Freeze Frames by Katharine Kerr


  Leslie screams and wrenches her mind away. She can conceptualize it no other way, that she has physically yanked her mind back from something or someone. She feels cold, realizes that she’s drenched with sweat, stands up, grabs the edge of the desk to steady herself. They are not going to let her alone, whoever this they may be, just as they wouldn’t leave Laurel alone, once they had her. Again she considers burning the notebooks, then realizes that she needs the information inside them, if she’s going to resist. You got yourself into this, Les, you get yourself out. This particular voice in her head is only a memory of her father’s.
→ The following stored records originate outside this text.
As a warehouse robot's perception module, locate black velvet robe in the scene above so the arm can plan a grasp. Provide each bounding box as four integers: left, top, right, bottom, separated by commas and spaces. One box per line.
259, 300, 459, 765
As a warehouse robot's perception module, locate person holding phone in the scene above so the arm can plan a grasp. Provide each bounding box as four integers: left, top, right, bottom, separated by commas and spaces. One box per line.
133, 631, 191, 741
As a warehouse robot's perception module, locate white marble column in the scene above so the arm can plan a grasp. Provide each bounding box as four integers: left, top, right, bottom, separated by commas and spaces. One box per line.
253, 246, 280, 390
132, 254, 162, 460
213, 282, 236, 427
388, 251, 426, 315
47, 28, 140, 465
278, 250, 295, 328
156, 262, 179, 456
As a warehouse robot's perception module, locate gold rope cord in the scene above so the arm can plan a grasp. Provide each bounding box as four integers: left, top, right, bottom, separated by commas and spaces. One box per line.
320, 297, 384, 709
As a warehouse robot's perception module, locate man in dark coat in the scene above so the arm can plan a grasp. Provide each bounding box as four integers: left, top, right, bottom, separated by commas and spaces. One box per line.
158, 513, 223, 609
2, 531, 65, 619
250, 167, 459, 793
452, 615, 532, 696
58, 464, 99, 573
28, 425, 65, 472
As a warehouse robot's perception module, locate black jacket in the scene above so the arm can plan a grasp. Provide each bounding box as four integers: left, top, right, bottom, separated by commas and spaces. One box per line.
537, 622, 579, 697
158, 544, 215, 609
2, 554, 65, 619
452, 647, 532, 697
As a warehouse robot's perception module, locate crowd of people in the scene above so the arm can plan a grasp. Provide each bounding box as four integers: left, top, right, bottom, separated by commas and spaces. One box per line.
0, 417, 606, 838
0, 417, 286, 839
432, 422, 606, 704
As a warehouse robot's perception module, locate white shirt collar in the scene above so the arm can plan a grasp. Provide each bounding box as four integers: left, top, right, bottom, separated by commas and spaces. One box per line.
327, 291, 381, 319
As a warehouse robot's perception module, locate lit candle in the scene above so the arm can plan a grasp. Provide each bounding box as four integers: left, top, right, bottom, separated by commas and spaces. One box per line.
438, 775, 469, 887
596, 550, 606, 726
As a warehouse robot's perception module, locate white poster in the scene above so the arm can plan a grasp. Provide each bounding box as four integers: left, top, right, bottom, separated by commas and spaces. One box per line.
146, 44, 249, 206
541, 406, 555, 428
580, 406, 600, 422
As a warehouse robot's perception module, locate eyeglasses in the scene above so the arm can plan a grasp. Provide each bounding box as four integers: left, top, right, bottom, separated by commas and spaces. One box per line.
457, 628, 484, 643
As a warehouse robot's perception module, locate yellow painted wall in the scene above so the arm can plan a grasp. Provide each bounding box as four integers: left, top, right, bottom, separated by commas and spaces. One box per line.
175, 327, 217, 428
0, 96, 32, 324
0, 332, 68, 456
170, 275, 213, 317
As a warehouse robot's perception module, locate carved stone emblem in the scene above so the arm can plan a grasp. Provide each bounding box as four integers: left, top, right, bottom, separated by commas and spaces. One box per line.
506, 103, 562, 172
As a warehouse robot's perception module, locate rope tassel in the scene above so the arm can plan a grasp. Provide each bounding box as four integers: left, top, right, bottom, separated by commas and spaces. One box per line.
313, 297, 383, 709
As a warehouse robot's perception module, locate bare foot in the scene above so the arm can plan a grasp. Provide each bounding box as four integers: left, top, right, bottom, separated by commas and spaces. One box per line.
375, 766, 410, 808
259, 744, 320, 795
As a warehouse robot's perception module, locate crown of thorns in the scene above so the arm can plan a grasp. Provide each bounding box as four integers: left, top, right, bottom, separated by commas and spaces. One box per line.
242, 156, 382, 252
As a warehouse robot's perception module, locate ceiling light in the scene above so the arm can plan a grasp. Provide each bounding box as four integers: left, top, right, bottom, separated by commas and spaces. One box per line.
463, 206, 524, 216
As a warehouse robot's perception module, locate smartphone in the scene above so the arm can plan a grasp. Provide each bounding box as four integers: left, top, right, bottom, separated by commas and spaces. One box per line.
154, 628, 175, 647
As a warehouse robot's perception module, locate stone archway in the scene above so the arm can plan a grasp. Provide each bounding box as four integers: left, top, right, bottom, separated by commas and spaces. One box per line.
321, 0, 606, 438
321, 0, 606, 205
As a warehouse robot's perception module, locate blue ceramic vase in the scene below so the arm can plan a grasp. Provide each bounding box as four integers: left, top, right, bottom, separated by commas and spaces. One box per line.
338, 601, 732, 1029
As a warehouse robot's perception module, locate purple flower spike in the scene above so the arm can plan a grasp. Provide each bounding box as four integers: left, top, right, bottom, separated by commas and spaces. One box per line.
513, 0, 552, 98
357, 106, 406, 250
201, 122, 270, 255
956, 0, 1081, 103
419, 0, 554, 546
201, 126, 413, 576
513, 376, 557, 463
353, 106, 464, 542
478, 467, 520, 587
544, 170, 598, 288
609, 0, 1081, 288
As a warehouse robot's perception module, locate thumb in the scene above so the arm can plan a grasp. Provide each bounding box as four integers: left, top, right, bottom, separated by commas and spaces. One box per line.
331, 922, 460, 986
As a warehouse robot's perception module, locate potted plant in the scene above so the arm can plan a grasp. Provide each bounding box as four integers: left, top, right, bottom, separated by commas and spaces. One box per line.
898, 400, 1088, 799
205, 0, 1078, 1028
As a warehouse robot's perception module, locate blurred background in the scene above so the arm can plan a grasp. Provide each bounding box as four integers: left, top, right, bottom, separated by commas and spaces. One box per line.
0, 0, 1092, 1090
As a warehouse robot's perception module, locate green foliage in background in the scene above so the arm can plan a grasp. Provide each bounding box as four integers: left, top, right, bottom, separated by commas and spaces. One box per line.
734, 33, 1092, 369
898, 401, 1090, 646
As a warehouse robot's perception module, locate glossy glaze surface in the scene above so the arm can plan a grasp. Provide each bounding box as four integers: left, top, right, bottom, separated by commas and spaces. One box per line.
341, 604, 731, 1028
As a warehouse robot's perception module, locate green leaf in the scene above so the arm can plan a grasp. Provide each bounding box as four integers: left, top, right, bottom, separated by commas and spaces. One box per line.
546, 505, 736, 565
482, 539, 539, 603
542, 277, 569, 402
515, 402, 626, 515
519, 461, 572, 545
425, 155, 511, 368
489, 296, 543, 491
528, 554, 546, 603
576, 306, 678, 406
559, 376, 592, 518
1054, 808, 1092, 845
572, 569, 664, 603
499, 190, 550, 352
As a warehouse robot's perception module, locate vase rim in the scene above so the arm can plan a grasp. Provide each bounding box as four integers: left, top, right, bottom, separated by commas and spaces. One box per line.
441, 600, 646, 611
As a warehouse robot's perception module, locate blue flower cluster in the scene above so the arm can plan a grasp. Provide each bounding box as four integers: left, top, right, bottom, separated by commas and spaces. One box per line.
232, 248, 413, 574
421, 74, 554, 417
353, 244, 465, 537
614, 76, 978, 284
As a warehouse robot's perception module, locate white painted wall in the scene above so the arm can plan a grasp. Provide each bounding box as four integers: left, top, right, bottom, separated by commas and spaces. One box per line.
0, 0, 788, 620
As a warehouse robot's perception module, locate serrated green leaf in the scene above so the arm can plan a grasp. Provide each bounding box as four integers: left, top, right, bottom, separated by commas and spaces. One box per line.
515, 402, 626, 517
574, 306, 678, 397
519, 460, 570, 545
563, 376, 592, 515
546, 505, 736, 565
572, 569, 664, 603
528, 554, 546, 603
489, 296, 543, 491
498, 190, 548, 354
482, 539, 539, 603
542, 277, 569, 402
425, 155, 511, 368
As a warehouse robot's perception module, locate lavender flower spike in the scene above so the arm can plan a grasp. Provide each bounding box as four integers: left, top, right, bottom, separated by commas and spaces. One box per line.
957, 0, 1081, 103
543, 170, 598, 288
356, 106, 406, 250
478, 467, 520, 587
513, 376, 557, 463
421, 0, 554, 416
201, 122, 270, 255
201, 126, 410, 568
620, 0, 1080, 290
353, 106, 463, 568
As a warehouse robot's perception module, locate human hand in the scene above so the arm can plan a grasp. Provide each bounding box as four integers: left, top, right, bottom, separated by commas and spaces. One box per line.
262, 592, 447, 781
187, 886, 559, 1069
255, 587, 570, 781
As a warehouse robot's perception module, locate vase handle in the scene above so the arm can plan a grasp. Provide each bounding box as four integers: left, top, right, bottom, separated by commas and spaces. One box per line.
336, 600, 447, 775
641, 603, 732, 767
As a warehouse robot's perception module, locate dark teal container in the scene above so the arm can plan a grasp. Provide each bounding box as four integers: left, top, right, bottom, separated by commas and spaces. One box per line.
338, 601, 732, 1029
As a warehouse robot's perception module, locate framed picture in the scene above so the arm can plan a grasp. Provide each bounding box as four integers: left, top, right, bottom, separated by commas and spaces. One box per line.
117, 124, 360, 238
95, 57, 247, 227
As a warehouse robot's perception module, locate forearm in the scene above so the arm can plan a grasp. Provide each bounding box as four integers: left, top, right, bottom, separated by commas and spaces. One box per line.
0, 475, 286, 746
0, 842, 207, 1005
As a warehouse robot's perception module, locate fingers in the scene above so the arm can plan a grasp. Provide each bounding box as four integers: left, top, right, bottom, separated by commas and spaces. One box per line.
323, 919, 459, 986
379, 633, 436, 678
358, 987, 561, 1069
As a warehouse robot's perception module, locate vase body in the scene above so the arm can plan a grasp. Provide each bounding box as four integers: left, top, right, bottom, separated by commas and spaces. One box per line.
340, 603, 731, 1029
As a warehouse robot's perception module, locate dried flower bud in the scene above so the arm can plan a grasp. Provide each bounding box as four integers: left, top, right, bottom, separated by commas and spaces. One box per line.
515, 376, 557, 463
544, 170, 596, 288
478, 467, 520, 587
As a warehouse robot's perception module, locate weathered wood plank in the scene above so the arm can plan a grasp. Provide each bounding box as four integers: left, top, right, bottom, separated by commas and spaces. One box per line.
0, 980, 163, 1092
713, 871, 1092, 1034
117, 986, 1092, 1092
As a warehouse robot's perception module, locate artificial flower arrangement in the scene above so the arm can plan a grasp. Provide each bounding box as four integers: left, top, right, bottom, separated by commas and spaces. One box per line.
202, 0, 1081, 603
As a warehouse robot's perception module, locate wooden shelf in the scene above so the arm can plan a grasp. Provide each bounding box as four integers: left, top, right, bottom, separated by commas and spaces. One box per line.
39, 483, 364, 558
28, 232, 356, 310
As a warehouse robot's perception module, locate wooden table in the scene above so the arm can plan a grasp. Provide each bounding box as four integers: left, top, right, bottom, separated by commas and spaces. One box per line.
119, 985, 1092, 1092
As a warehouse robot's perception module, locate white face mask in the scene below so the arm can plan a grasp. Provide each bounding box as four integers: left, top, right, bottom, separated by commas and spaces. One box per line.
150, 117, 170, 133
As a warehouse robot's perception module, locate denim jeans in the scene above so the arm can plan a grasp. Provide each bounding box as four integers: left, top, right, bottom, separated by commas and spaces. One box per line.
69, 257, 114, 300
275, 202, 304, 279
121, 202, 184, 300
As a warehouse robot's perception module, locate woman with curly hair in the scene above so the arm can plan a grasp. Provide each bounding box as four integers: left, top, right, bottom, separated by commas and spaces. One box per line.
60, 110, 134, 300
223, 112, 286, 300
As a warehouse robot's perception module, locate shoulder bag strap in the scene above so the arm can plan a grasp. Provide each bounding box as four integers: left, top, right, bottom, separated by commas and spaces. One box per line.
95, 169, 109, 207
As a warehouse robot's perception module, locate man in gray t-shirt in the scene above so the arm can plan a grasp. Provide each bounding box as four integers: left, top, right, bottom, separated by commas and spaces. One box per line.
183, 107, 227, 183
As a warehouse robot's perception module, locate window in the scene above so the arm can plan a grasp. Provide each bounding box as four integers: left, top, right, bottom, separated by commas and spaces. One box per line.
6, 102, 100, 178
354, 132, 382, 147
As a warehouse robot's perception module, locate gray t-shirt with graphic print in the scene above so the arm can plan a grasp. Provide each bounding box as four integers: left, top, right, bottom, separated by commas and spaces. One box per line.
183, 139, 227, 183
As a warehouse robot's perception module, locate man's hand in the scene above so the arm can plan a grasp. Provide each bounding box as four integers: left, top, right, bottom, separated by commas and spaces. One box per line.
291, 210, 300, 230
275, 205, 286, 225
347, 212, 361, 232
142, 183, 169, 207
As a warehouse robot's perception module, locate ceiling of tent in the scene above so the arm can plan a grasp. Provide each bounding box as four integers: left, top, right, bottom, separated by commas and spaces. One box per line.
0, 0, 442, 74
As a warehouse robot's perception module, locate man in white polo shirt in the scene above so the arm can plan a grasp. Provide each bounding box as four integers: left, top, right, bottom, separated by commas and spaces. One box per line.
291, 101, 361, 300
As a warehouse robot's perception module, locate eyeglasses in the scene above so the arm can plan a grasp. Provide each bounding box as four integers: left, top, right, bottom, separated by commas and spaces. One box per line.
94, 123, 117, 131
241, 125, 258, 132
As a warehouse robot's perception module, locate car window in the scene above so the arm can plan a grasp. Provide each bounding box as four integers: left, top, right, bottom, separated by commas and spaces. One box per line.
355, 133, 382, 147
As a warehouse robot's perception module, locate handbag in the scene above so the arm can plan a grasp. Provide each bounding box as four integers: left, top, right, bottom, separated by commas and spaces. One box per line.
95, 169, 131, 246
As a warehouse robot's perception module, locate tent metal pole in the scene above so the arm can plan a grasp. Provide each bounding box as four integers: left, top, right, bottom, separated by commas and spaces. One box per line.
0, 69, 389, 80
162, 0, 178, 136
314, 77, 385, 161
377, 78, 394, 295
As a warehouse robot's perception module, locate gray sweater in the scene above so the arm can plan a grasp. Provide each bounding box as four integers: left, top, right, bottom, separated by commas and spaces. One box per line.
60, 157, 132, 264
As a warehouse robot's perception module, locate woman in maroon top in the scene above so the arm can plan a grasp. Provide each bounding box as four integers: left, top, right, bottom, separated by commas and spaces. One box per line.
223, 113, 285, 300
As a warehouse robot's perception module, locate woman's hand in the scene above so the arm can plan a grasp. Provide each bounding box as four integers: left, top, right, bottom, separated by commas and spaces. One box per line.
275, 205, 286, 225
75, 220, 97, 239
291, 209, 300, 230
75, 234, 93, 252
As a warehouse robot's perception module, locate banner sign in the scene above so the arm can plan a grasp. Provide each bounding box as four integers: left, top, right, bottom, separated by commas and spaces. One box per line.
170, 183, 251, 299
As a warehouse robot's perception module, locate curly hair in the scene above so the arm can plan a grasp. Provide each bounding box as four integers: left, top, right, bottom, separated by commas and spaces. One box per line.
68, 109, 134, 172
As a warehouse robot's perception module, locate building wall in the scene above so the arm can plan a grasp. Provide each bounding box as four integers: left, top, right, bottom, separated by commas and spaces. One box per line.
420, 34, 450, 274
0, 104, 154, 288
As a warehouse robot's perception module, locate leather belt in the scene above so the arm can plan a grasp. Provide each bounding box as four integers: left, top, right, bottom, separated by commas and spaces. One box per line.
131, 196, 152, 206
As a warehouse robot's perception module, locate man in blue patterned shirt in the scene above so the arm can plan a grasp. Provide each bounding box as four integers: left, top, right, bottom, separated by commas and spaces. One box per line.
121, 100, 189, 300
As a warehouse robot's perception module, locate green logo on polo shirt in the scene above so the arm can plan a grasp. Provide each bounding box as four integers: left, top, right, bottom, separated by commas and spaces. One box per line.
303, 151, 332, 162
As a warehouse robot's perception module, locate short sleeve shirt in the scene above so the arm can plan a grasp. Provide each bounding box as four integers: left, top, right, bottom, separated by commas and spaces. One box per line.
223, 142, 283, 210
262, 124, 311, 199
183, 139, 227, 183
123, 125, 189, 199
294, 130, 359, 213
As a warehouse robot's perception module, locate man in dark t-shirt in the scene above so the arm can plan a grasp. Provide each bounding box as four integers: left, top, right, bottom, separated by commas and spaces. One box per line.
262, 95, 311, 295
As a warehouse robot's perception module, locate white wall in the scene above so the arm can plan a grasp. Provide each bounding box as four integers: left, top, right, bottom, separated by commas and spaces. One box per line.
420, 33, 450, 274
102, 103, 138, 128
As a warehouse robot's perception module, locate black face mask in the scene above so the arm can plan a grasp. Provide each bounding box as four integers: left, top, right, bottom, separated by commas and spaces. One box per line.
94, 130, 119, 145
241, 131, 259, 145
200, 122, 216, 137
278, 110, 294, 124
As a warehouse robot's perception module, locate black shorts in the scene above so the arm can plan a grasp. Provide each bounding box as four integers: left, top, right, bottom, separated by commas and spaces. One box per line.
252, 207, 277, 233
  She realizes, then, beyond the possibility of explaining it away, that she believes. Her mother wasn’t crazy at all. Her mother was contacted by telepathic aliens. The truth, the whole truth, and nothing but the truth—she’s never been so sure of anything in her life. She straightens up, glances out the window to find the light changed, glances at the clock and realizes that it’s nearly seven o’clock.

  “How long have they had me?”

  She thinks, tries to remember when she got up, must have been no later than 8:30. She’s always been a morning person, never liked to sleep late. And then she ate the yogurt, read for a while, but they must have taken her round nine at the latest, a whole day ago, unless maybe a night passed and then another day and here she never noticed. Her mouth is dry. She has to go to the bathroom. No, it could only have been one day or she would have needed to go before this.

  After the bathroom, she walks into the kitchen, opens the green refrigerator and looks in: nothing but a little bit of milk. Tonight, she feels, she can eat, deserves to eat, even, since she’s barely touched food in the last five days. She can drive into town and have dinner at the diner—and then she realizes that she’s lost track of time. If it’s Sunday, and she rather thinks it might be Sunday, the diner will be closed. So will the Safeway. There will be nothing to eat, not for her, though other people will be eating. She feels herself shaking, feels ready to cry, slams the fridge door and walks back into the living room.

  Seven o’clock and still light out. Under the clock sits the telephone. Perhaps she could call the diner and see if it’s open, see if Maureen will tell her what day it is? She remembers Maggie telling her to call anytime, to come over anytime, to drop by for a meal, even. She hesitates only briefly, then picks up the phone.

  o~O~o

  Richie has spent several hours over at Maggie’s house. He brought her groceries from town, put them away, chopped firewood, cleaned out the lean-to and checked the emergency generator, played with the cats a while, and had some coffee. He is considering going home, when the phone rings. He watches his grandmother pick it up, sees her smile and wink his way as she listens to whoever it is on the other end of the line.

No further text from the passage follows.